Vallejo was thinking about how he could adopt a different dynamic in the restaurant for local guests. “Tacos were the first thing that came to my mind because they are very popular in Mexico,” he explains. “Of course, it is not the same as going to a taqueria, we want to offer something with the Quintonil trademark, that's why we opted for a four-hands tasting menu, with 6 tacos and dessert,” he says. 

The restaurant also offers a pairing to prove that tacos can have a more gastronomic take. “We have welcomed people who have never been to Quintonil before. It is an amazing opportunity to create a relationship with those who live in the city, allowing them to get to know the places foreigners come here for,” he adds.

A window on the street

Chef Vincent Farges, from Michelin-starred Epur, in Lisbon, also felt the need to relate to the city in a different way after the quarantine that maintained his business closed for almost four months. 

With far fewer tourists on the streets, he thought it might be interesting to open the restaurant earlier to offer glasses of wine, oysters, croquettes and torricados (a kind of Portuguese bruschetta) to Lisboners.

Epur image - chefs go local

Photo courtesy of Rafael Tonon.

“The idea of offering people snack food with a good wine had been in my mind for a long time.

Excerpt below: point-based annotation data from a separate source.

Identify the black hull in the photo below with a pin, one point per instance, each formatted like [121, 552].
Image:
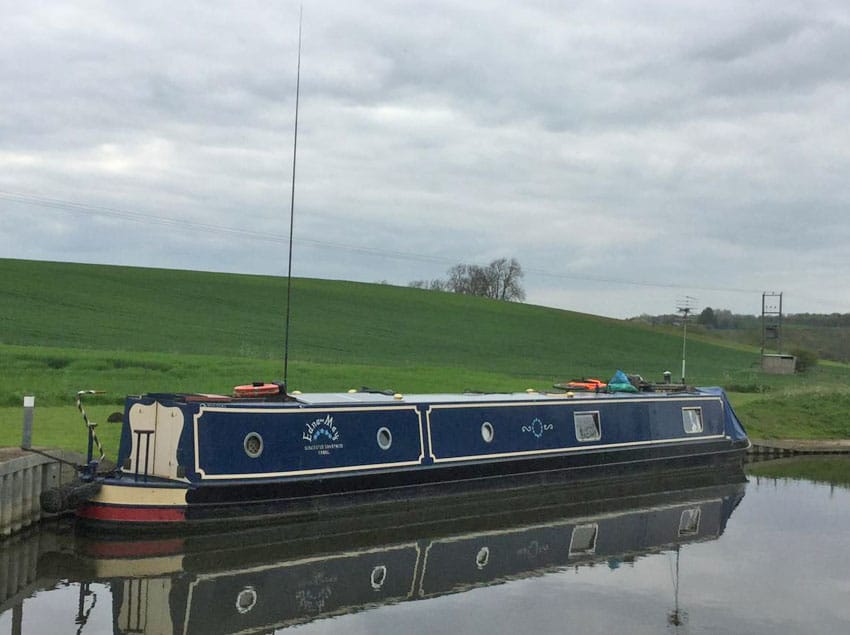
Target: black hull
[423, 489]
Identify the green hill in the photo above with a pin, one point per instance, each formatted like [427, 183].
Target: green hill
[129, 330]
[124, 309]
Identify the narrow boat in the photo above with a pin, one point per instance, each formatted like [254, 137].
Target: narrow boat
[205, 459]
[270, 577]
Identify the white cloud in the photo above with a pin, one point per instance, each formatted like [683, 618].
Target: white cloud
[678, 145]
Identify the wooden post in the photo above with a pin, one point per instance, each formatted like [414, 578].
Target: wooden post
[26, 435]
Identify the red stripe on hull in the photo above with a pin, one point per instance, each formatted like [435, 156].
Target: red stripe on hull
[120, 513]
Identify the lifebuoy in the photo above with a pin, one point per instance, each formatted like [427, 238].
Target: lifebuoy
[257, 389]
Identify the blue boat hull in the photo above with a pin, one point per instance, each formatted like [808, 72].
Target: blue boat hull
[197, 461]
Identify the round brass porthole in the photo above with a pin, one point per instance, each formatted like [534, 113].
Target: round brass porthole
[246, 600]
[253, 445]
[379, 576]
[487, 432]
[482, 557]
[385, 438]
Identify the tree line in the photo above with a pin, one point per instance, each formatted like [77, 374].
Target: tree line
[499, 280]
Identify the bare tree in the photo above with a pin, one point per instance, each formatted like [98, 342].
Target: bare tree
[500, 280]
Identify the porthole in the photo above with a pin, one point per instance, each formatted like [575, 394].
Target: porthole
[482, 557]
[246, 600]
[487, 432]
[253, 445]
[379, 576]
[385, 438]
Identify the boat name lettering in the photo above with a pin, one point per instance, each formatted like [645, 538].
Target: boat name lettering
[322, 435]
[537, 427]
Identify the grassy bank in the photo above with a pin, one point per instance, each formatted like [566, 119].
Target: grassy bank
[65, 327]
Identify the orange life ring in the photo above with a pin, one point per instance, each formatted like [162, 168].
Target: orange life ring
[257, 389]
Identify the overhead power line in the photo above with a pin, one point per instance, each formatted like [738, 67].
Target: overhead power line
[152, 219]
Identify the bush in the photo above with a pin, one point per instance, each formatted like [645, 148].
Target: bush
[806, 359]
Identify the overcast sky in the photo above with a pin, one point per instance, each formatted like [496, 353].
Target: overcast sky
[627, 153]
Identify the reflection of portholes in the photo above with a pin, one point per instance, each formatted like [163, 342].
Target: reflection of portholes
[379, 576]
[253, 444]
[385, 438]
[487, 431]
[483, 557]
[246, 600]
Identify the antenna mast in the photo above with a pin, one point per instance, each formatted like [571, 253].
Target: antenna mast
[292, 206]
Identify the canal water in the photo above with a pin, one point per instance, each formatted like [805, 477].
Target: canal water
[768, 552]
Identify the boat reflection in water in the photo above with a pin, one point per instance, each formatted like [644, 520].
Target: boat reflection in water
[257, 580]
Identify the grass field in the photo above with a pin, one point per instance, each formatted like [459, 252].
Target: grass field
[65, 327]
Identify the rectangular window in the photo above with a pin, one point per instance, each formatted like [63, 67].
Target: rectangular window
[689, 522]
[583, 540]
[692, 419]
[588, 427]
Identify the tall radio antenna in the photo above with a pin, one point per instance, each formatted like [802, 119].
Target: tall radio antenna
[292, 206]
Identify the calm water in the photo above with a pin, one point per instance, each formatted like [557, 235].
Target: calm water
[768, 556]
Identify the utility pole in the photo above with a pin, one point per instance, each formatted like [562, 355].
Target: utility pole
[685, 306]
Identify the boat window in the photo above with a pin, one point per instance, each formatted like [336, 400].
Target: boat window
[689, 522]
[692, 419]
[588, 427]
[583, 540]
[385, 438]
[487, 432]
[253, 444]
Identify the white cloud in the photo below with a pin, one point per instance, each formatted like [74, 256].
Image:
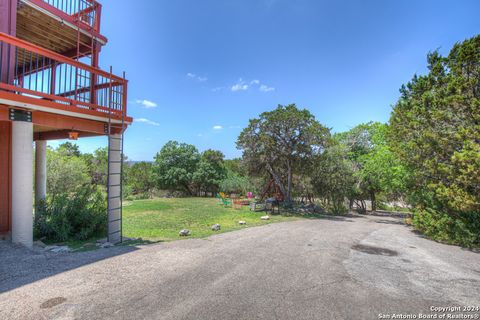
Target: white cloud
[217, 89]
[146, 103]
[240, 86]
[243, 86]
[196, 77]
[265, 88]
[143, 120]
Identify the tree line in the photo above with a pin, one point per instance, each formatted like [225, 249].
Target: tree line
[426, 157]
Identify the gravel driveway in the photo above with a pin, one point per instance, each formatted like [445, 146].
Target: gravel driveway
[337, 268]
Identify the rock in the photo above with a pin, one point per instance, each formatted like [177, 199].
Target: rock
[184, 233]
[39, 243]
[106, 245]
[61, 249]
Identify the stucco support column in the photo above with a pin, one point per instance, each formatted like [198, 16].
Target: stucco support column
[115, 188]
[22, 183]
[40, 171]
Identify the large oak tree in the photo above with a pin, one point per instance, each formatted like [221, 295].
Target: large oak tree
[281, 142]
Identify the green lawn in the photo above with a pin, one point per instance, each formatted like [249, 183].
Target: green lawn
[162, 219]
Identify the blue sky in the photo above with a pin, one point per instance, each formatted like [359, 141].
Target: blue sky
[198, 70]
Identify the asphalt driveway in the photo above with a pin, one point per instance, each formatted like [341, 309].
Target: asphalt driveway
[338, 268]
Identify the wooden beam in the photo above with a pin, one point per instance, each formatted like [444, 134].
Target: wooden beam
[8, 25]
[61, 122]
[60, 135]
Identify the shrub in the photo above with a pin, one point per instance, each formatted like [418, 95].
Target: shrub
[463, 229]
[236, 184]
[79, 215]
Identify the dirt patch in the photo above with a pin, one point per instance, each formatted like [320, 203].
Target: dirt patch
[374, 250]
[50, 303]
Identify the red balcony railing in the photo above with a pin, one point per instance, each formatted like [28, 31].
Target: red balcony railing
[37, 73]
[86, 13]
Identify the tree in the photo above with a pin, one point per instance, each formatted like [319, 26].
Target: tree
[97, 165]
[375, 166]
[435, 132]
[69, 149]
[210, 171]
[141, 177]
[175, 165]
[333, 178]
[280, 142]
[65, 173]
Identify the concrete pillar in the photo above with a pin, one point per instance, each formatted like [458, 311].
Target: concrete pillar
[114, 188]
[40, 171]
[22, 183]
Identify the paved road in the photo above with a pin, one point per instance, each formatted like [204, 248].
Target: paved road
[350, 268]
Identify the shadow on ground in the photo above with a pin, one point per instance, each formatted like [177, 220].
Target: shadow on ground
[17, 262]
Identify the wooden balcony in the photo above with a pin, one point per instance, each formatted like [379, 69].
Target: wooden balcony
[68, 27]
[39, 79]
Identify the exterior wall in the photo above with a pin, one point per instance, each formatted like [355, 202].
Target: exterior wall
[5, 176]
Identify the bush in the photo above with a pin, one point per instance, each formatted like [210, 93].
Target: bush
[462, 229]
[79, 215]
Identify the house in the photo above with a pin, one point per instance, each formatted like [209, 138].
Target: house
[51, 87]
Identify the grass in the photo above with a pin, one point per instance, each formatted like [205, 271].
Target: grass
[161, 219]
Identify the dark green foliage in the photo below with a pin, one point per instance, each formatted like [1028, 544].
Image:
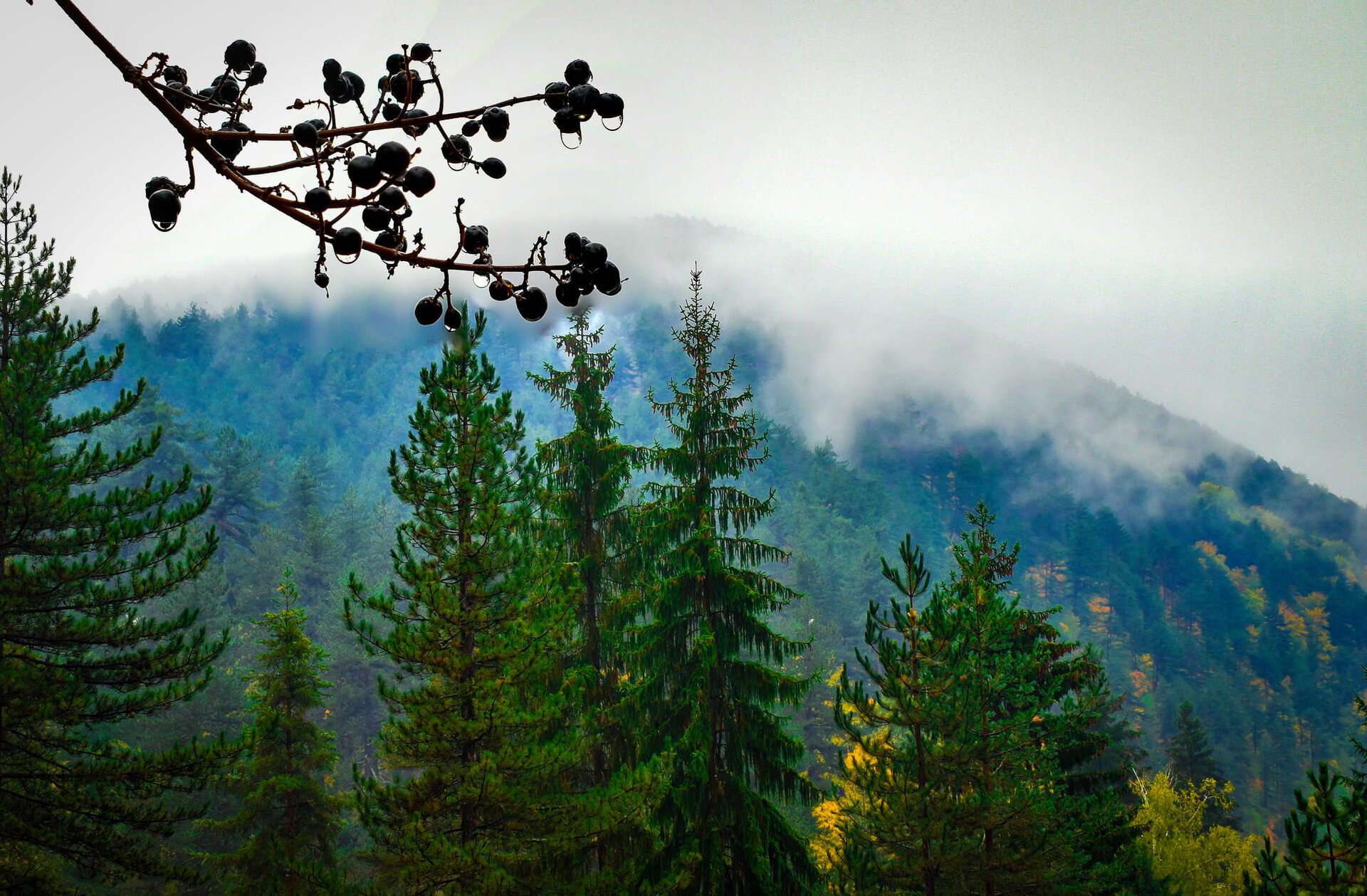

The circumstances made me speed up the project”, says Farges, who literally opened a window to the street so he can serve passers-by on the sidewalk. 

“The price [from 3.5 to 18 euros] is attractive, but I think people usually feel intimidated by Michelin-starred restaurants. With this window service, we managed to debunk the idea that a fine-dining restaurant is way too inaccessible,” he says.

Farges recalls a couple who went to Epur to eat at the window and came back the next day and asked for a table. "This pandemic made us look at what is closer to us”, he concludes. Something that many chefs seem more willing to notice.